If you're promoting or buying programming during this year's Digital Content NewFronts, one question you'll inevitably hear from clients is: "Yes, it's good—but is it as good as television?" Every service, ad-supported or not, is trying to establish a brand with content its users can't get anywhere else, and some are definitely better than others. Here, five very different shows that make good on the oft-broken promise of top-tier, entertaining video that's not found on linear television.
What’s dark as pitch and British all over? Why, it’s Black Mirror, Charlie Brooker’s bleak, satirical anthology series about contemporary technology and all the ways it separates us from each other under the guise of drawing us together. The horrifying premiere episode, The National Anthem, is a small masterpiece but has taken a while to get stateside, possibly because the whole series is a mere six episodes (two seasons of three) and possibly because it plays like a hard-R Outer Limits. Now it arrives here courtesy of DirecTV, which seems to have realized it can’t just provide the video content everybody else has anymore—rather, it has to have something special just for its own subscribers.
One of most undeservedly obscure streaming services out there is Acorn, a subscription-based Web platform featuring every great British miniseries you know (and quite a few that haven’t yet made it across the pond) in its library.

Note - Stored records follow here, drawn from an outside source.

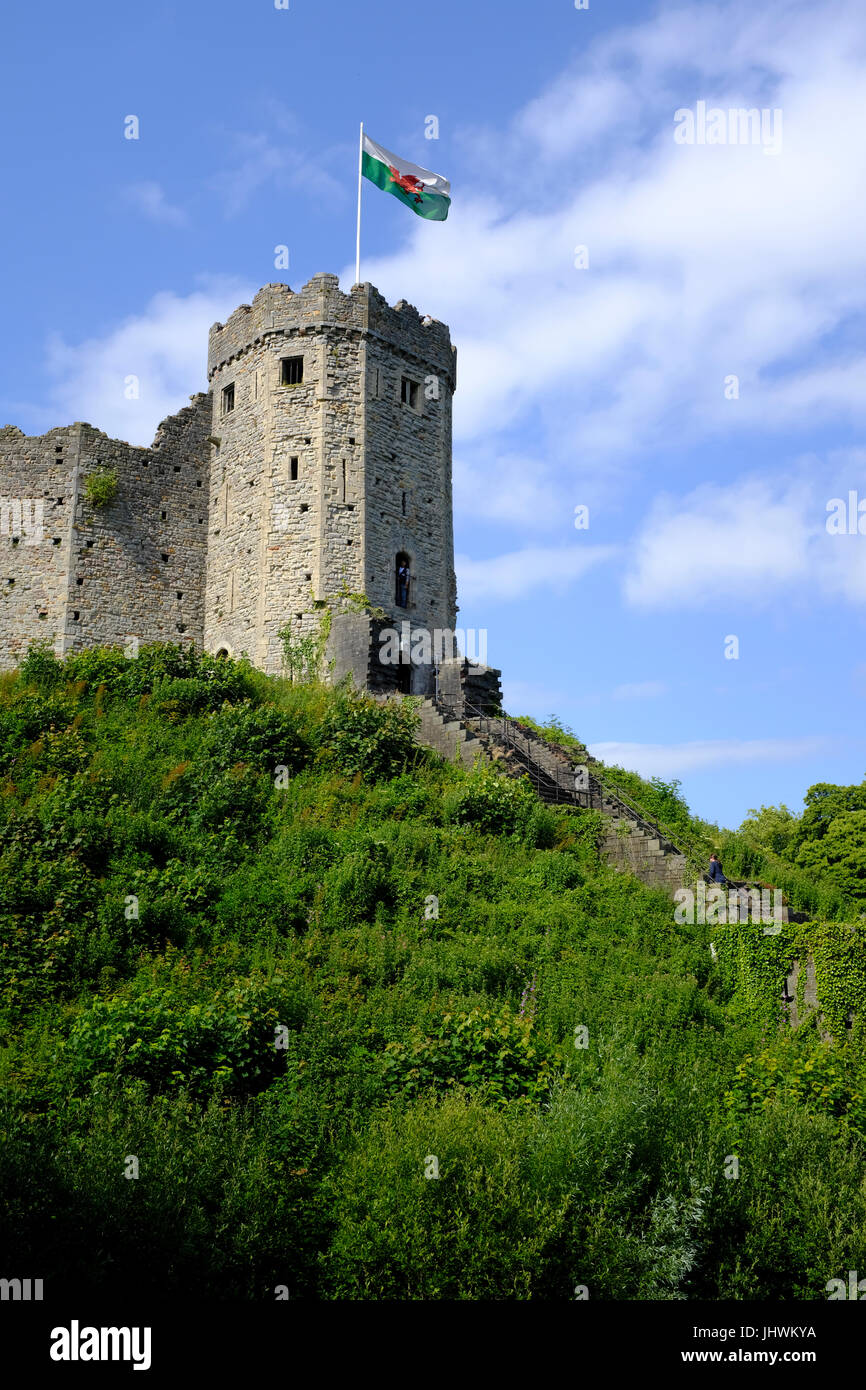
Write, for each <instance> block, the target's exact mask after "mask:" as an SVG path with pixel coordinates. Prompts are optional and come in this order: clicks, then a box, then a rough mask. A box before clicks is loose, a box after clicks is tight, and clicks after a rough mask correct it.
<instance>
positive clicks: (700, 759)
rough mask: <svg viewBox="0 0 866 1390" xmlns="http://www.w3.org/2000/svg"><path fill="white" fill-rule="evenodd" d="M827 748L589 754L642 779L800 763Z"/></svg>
mask: <svg viewBox="0 0 866 1390" xmlns="http://www.w3.org/2000/svg"><path fill="white" fill-rule="evenodd" d="M828 748H830V739H828V738H826V737H813V738H714V739H698V741H695V742H691V744H616V742H609V744H591V745H589V752H591V753H592V756H594V758H599V759H601V760H602V762H605V763H609V765H616V766H619V767H627V769H628V770H630V771H635V773H639V774H641V776H642V777H674V776H680V773H692V771H703V770H708V769H712V767H720V769H724V767H730V766H731V765H734V763H740V765H753V763H794V762H803V760H805V759H808V758H815V756H820V755H823V753H826V752H827V751H828Z"/></svg>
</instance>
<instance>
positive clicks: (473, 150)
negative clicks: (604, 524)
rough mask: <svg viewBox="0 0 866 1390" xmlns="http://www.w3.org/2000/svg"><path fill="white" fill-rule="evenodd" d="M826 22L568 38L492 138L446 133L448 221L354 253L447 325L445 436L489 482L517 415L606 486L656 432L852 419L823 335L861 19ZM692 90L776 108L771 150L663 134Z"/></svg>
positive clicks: (861, 240)
mask: <svg viewBox="0 0 866 1390" xmlns="http://www.w3.org/2000/svg"><path fill="white" fill-rule="evenodd" d="M824 15H826V17H824V19H823V22H822V26H820V31H822V32H820V35H816V32H815V10H813V6H812V4H809V3H805V0H794V3H791V0H776V3H769V4H766V6H762V7H759V8H758V10H756V8H755V6H753V4H751V0H749V3H746V0H733V3H728V4H720V6H714V7H712V8H709V7H702V6H680V7H677V8H676V10H669V11H663V13H660V14H657V15H655V17H652V18H651V19H648V21H646V22H645V24H639V25H631V26H623V28H620V29H617V31H616V32H614V33H613V35H610V36H606V38H601V39H596V40H595V42H589V43H588V44H587V46H585V47H581V53H580V57H578V58H577V61H575V63H574V64H573V65H571V67H570V68H569V70H566V71H564V72H562V74H560V75H557V78H556V79H555V81H553V82H552V83H550V85H549V86H548V88H546V90H544V92H541V93H539V95H538V96H537V97H535V99H534V100H532V101H530V103H527V106H524V108H523V110H521V111H518V113H517V114H516V117H514V120H513V122H512V125H510V126H509V128H507V129H506V131H505V132H502V131H498V129H474V131H468V132H463V139H461V143H463V149H464V152H466V158H467V164H468V167H470V168H474V170H475V171H478V178H477V179H473V181H471V182H470V181H464V182H463V183H460V181H459V179H455V186H453V206H452V213H450V217H449V220H448V222H445V224H435V225H431V224H420V225H413V224H410V222H407V235H406V242H405V246H403V247H402V249H400V250H399V252H396V253H395V254H389V256H381V257H375V259H367V260H366V261H364V265H363V274H364V277H366V278H368V279H371V281H373V282H374V284H377V285H378V286H379V288H381V289H382V292H384V293H386V295H388V297H389V299H392V300H395V299H398V297H407V299H411V300H413V302H414V303H417V304H418V306H420V307H424V309H427V310H430V311H431V313H434V314H436V317H439V318H443V320H445V321H448V322H449V324H450V328H452V334H453V336H455V341H456V342H457V345H459V354H460V356H459V392H457V398H456V402H455V431H456V438H457V441H459V445H460V449H461V453H463V460H464V466H466V468H467V470H471V471H473V474H474V475H475V477H477V478H480V480H481V482H482V491H487V492H488V493H489V496H491V498H493V499H495V493H496V488H495V484H496V477H498V471H496V457H498V453H499V452H500V450H499V449H498V448H496V443H499V442H500V441H502V439H503V436H505V438H507V436H509V435H512V436H513V432H514V431H516V430H517V428H521V427H523V425H528V424H531V425H532V428H534V430H537V438H538V443H537V452H538V455H539V456H542V457H545V459H546V460H548V466H549V468H550V470H552V471H553V474H555V475H556V477H557V478H559V480H563V481H562V484H560V485H563V486H564V481H566V480H567V478H570V477H571V474H573V471H574V468H575V467H581V468H582V470H584V473H589V471H591V473H592V474H594V480H595V485H596V488H598V489H599V491H602V492H603V489H605V488H606V489H607V492H606V495H607V498H609V499H610V498H614V496H616V493H617V491H620V485H621V477H620V470H626V468H634V467H635V466H637V463H638V460H639V456H641V453H642V450H645V449H653V448H657V446H659V445H662V443H663V442H664V441H667V439H670V438H671V436H673V438H676V439H677V443H678V445H683V443H689V442H692V443H694V442H695V441H699V439H703V438H708V436H713V435H719V434H728V432H733V434H735V432H737V431H744V432H748V431H753V430H755V428H762V430H765V428H780V430H790V428H791V427H792V425H795V424H796V423H801V421H802V423H803V424H808V425H809V427H810V428H813V427H815V425H816V424H820V423H833V424H835V423H838V421H840V420H848V421H863V420H866V353H863V350H862V349H860V347H859V346H858V345H856V339H848V341H847V342H845V343H840V345H838V346H835V347H831V346H828V342H831V336H833V332H834V329H835V328H841V327H842V325H845V327H847V325H849V324H851V322H852V321H853V320H856V318H859V316H862V314H863V311H865V310H866V242H865V239H863V236H862V232H860V228H862V227H863V222H865V220H866V183H865V182H863V179H862V177H860V170H862V168H863V167H866V125H863V122H862V121H859V120H858V115H856V113H858V111H859V108H860V95H862V90H863V86H865V85H866V25H863V22H862V17H860V10H859V6H856V4H853V3H852V0H837V3H835V4H834V3H830V6H828V7H827V10H826V11H824ZM698 99H705V100H708V101H709V104H717V106H721V107H731V106H737V107H740V106H745V107H751V106H758V107H770V108H774V107H780V108H781V110H783V113H784V143H783V150H781V153H780V154H778V156H776V157H771V156H766V154H765V153H763V152H762V149H759V147H751V146H692V147H688V146H678V145H676V143H674V140H673V129H674V121H673V115H674V111H676V110H677V108H678V107H683V106H689V107H694V104H695V101H696V100H698ZM492 168H495V171H496V178H495V183H493V192H492V195H491V190H489V189H488V188H487V186H484V190H482V193H478V192H475V190H477V189H478V186H480V185H484V172H485V171H488V170H492ZM578 243H580V245H587V246H588V247H589V270H575V268H574V265H573V253H574V247H575V245H578ZM350 278H353V270H352V268H349V267H348V268H346V279H350ZM852 342H853V345H852ZM819 345H820V352H817V353H816V349H817V346H819ZM730 374H735V375H738V378H740V384H741V385H740V399H737V400H727V399H726V396H724V378H726V377H728V375H730ZM492 442H493V443H492ZM512 448H513V445H512ZM493 505H495V502H493ZM488 514H495V516H496V517H498V518H499V520H502V521H507V520H510V517H509V516H507V514H506V513H505V510H503V509H502V507H499V510H498V512H496V513H492V512H491V513H488ZM553 524H555V518H553V517H552V518H550V525H553Z"/></svg>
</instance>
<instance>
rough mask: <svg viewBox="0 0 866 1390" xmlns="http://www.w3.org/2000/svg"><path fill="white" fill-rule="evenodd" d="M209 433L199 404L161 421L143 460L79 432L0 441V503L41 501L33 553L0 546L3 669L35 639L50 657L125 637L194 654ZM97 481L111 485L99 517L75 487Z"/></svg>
mask: <svg viewBox="0 0 866 1390" xmlns="http://www.w3.org/2000/svg"><path fill="white" fill-rule="evenodd" d="M209 432H210V399H209V396H206V395H199V396H195V398H193V403H192V404H190V406H188V407H185V410H182V411H179V414H177V416H172V417H170V418H168V420H164V421H163V424H161V425H160V428H158V431H157V435H156V439H154V443H153V448H152V449H140V448H135V446H132V445H128V443H125V442H122V441H120V439H110V438H108V436H107V435H104V434H103V432H101V431H99V430H95V428H93V427H92V425H89V424H83V423H76V424H74V425H67V427H65V428H60V430H51V431H50V432H49V434H47V435H42V436H38V438H25V436H24V435H21V434H19V431H15V430H10V428H7V430H4V431H0V495H10V493H14V492H15V491H18V492H19V493H21V495H22V496H28V492H26V491H25V489H31V491H32V495H35V496H42V498H43V535H42V539H40V541H39V543H36V545H26V543H25V541H24V539H19V541H18V543H15V538H14V537H1V538H0V549H1V550H3V552H6V555H7V571H8V573H7V574H4V575H3V584H1V585H0V592H1V591H6V592H7V594H8V598H7V600H6V603H4V605H3V607H0V663H1V664H3V666H7V667H8V666H15V664H18V662H19V660H21V659H22V657H24V655H25V653H26V648H28V645H29V644H31V642H32V641H35V639H39V638H42V637H47V638H49V639H50V641H51V642H53V645H54V651H56V652H57V655H64V653H65V652H70V651H79V649H83V648H88V646H95V645H100V644H106V645H111V644H122V645H125V644H126V642H128V639H129V638H131V637H136V638H138V639H139V641H140V642H160V641H161V642H181V644H183V642H195V644H197V645H202V641H203V598H204V560H206V545H207V485H206V482H207V445H206V439H207V434H209ZM100 470H113V471H114V473H115V474H117V480H118V486H117V492H115V496H114V499H113V500H111V502H110V503H108V505H107V506H103V507H97V506H95V505H92V503H90V502H89V500H88V498H86V478H88V475H89V474H90V473H95V471H100ZM8 578H14V581H15V582H14V584H8ZM43 614H44V616H43Z"/></svg>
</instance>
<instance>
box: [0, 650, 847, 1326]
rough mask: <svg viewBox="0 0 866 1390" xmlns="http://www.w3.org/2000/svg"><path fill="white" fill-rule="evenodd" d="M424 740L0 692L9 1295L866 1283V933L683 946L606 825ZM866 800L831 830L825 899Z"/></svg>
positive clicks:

Among its offerings: Foyle’s War, a 90-minute mystery series about a middle-aged detective vet who isn’t allowed to serve in World War II. Instead, he’s charged with solving all the murders, arsons and robberies that go on in his quaint little English town asit crumbles around his ears.
I F***ing Love Science
Discovery Communications decided not too long ago that it would make its own Web platforms loosely connected to its linear networks but with content all their own. TestTube, digital sister of cable network Science, has some great stuff available by way of I F***ing Love Science, a weekly science news show hosted by Elise Andrew that plays a little like a foulmouthed version of the Harper’s Index. It’s a little lo-fi for a series about the latest and greatest in science news, but the content is fascinating.
Digital comedy network JASH is basically Adult Swim—but on YouTube, and with more swearing. Probably the best offerings on the mini-network come from the great Sarah Silverman (whose material includes a fun music video for her song “Diva”), but there’s also content from Tim Heidecker and Eric Wareheim, Reggie Watts, and Michael Cera. YouTube’s Original Channel Initiative (which debuted amid much sound and fury in 2012) didn’t generate much viewer interest, but JASH is exactly the kind of destination that attracts attention in a market packed with content: relatively high-budget video created by professional comedians who have established TV chops.
Minus the truly regrettable pun in the title, the pilot for Amazon’s new show Transparent (about a parent … well, watch the show) doesn’t strike a single false note. Jill Soloway, formerly showrunner of Showtime’s United States of Tara and other high-profile series, wrote and directed the first episode of hopefully many to come about a family of messed-up Angelenos and their dad, played by the remarkable Jeffrey Tambor (Arrested Development), who is dealing with a crisis of his own. It’s tender, it’s funny, and it’s perfectly pitched.